VENEZIA. Non ci sono solo le coreografie delle “grandi” donne della danza internazionale, da Anne Teresa De Kersmaeker a Trisha Brown, in programma in questi giorni alla Biennale Danza a Venezia. Virgilio Sieni, direttore del Festival, ha voluto dare spazio anche alle creazioni di una serie di coreografi e coreografe italiani, per lo più di età compresa fra i 30 e i 40 anni, che si candidano, pur tra le mille difficoltà che caratterizzano l’orizzonte italiano, a protagonisti di una nuova stagione della danza d’autore anche grazie ad una formazione fortemente segnata dalle esperienze all’estero.

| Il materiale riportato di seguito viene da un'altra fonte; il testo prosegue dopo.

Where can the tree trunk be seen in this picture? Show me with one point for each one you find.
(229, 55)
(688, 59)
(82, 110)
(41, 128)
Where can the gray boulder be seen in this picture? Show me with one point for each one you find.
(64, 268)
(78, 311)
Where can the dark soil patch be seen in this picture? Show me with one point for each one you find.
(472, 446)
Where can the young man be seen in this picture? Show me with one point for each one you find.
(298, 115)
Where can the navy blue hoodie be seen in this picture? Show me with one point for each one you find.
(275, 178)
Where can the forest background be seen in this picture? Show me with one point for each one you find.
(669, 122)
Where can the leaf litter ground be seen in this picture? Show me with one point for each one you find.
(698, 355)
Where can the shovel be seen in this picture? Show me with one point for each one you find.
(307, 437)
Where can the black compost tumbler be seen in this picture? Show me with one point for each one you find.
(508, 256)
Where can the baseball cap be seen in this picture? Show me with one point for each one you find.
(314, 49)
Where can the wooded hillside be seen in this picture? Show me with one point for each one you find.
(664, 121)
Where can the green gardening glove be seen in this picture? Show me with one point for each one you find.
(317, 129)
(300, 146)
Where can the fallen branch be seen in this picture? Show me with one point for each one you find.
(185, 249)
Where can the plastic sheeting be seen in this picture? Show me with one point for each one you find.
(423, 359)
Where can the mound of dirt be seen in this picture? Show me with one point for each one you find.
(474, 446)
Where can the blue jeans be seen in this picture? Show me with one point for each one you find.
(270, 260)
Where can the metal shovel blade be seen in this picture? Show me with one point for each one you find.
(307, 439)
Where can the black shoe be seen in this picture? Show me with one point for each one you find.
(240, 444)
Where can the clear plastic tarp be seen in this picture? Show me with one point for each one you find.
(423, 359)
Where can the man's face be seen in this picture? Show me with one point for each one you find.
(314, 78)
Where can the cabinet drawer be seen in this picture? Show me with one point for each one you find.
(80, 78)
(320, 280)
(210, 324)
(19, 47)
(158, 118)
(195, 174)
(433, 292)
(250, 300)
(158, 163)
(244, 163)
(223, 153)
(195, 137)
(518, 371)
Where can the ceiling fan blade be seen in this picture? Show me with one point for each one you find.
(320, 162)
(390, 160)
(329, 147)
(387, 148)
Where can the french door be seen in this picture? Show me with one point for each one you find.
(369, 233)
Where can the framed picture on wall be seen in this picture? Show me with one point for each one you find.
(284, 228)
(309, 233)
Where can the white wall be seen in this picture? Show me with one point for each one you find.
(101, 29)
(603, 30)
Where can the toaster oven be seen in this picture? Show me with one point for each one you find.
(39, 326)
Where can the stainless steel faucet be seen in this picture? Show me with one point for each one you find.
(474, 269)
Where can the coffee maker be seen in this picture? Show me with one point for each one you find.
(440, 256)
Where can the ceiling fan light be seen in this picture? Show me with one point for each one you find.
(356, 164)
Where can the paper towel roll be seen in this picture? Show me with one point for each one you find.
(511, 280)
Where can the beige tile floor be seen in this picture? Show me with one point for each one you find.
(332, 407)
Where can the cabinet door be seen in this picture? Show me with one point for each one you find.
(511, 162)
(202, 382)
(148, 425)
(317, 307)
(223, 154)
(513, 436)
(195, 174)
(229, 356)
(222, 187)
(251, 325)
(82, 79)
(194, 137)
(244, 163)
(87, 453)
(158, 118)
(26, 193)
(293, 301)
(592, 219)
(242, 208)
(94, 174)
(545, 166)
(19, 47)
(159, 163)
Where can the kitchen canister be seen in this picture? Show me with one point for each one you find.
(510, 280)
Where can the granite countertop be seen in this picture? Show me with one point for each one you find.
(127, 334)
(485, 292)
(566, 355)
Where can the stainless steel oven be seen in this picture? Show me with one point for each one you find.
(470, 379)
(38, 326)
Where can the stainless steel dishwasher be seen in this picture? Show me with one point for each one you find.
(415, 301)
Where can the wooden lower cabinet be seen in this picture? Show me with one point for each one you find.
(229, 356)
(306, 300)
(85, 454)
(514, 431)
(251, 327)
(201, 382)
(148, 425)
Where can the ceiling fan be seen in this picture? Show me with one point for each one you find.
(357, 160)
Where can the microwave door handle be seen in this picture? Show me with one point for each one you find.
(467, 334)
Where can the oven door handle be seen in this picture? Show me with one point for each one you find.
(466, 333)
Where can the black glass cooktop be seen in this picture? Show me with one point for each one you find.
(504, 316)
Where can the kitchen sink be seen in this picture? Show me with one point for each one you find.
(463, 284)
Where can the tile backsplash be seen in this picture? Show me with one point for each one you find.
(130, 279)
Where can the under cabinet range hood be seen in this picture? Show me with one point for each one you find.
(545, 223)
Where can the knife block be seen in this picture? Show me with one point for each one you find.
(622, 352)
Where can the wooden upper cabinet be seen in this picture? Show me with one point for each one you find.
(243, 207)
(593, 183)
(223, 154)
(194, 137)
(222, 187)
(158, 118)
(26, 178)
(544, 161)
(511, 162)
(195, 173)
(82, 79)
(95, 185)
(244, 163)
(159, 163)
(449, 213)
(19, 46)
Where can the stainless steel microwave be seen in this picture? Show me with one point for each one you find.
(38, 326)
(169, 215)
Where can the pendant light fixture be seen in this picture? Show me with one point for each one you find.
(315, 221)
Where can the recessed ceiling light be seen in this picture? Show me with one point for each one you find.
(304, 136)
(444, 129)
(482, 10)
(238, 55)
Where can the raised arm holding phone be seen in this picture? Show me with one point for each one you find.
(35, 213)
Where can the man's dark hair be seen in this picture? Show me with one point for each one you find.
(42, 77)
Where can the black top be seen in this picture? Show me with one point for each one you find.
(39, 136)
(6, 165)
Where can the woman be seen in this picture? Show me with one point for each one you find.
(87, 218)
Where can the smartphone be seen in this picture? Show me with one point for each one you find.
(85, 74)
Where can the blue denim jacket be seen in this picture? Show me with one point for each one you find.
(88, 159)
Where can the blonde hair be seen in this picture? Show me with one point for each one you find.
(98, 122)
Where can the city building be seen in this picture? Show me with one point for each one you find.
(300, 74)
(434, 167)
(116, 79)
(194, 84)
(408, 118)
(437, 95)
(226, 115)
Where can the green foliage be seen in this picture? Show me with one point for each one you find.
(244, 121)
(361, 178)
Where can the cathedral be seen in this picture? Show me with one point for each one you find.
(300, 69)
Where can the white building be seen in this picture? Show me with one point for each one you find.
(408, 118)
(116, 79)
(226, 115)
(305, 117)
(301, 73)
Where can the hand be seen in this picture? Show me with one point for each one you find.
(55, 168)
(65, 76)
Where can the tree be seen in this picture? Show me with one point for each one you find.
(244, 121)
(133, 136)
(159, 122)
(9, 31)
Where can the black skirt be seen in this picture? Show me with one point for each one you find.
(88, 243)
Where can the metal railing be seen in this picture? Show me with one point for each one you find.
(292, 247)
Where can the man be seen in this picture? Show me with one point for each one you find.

Nei giorni scorsi si è visto all’opera Daniele Ninarello, nei prossimi giorni toccherà a Lara Russo (“Ra-me”), alla bassanese Francesca Foscarini, ideatrice e solitaria interprete di “Back Pack”, ad Annamaria Ajmone (“Tiny Extended”).
Ma stasera alle 20, all’Arsenale, nelle Sale d’Armi, tocca alla più giovane esponente di questa nuova generazione, la ventinovenne Camilla Monga di Garda, in provincia di Verona, diplomata danzatrice alla Paolo Grassi di Milano, una laura breve in arti multimediali e grafica all’Accademia di Belle Arti di Brera. Presenta “13 Objects”.
Come nasce questo suo interesse per la coreografia?
«Mi ha sempre attratta la costruzione dello spettacolo di danza contemporanea, perché, diversamente da quanto accade con la danza classica, in cui spesso ci si ferma allo stilema o, se si va oltre, si cade nel virtuosismo, l’apporto interpretativo del danzatore, non a caso definito “pensante”, è richiesto e sollecitato. Forse perché il contesto vorrebbe essere più “democratico”».
Ci racconti come è arrivata a presentare “13 Objects” a Venezia.
«Grazie ai miei percorsi di studio, nel corso di uno scambio culturale a Bruxelles per la prima volta ho avuto modo di assistere a produzioni di danza contemporanea di respiro internazionale, realizzazioni frutto di una ricerca coreografica molto penalizzata in Italia. Ha fatto il resto il mio inserimento in un percorso di ricerca della P.A.R.T.S. Academy di Bruxelles, un ambiente pieno di stimoli e fermenti, dove ho incontrato attenzione e disponibilità. Così ho presentato ad Anne Teresa De Kersmaeker il progetto “Quartetto per oggetti”, che è stato valutato positivamente e su cui poi ho iniziato a lavorare con la collaborazione di Training Cycle. È maturata, poi, questa opportunità di far vedere la performance in Italia nel contesto della Biennale Danza».
Quali sono i suoi punti di riferimento?
«Dal punto di vista coreografico, la costruzione dello spettacolo riprende il concetto di cellula ritmica in espansione di Varèse, con volumi bassissimi che via via si allargano. Gli oggetti impiegati sono, invece, molto semplici, caratterizzati dalla forma geometrica di Trisha Brown. Fra i miei riferimenti visivi, invece, tutta la filmografia di Jacques Tati e un corto degli anni Ottanta, “Tango” del polacco Zbgniev».
La coreografia verrà proposta nei prossimi giorni, in versione contenuta, al Teatro Grande di Brescia. Di “13 objects” oltre a Camilla Monga, sono interpreti Jacopo Jenna, Viktor Mar Leiffson, Vedis Kjartansdottir.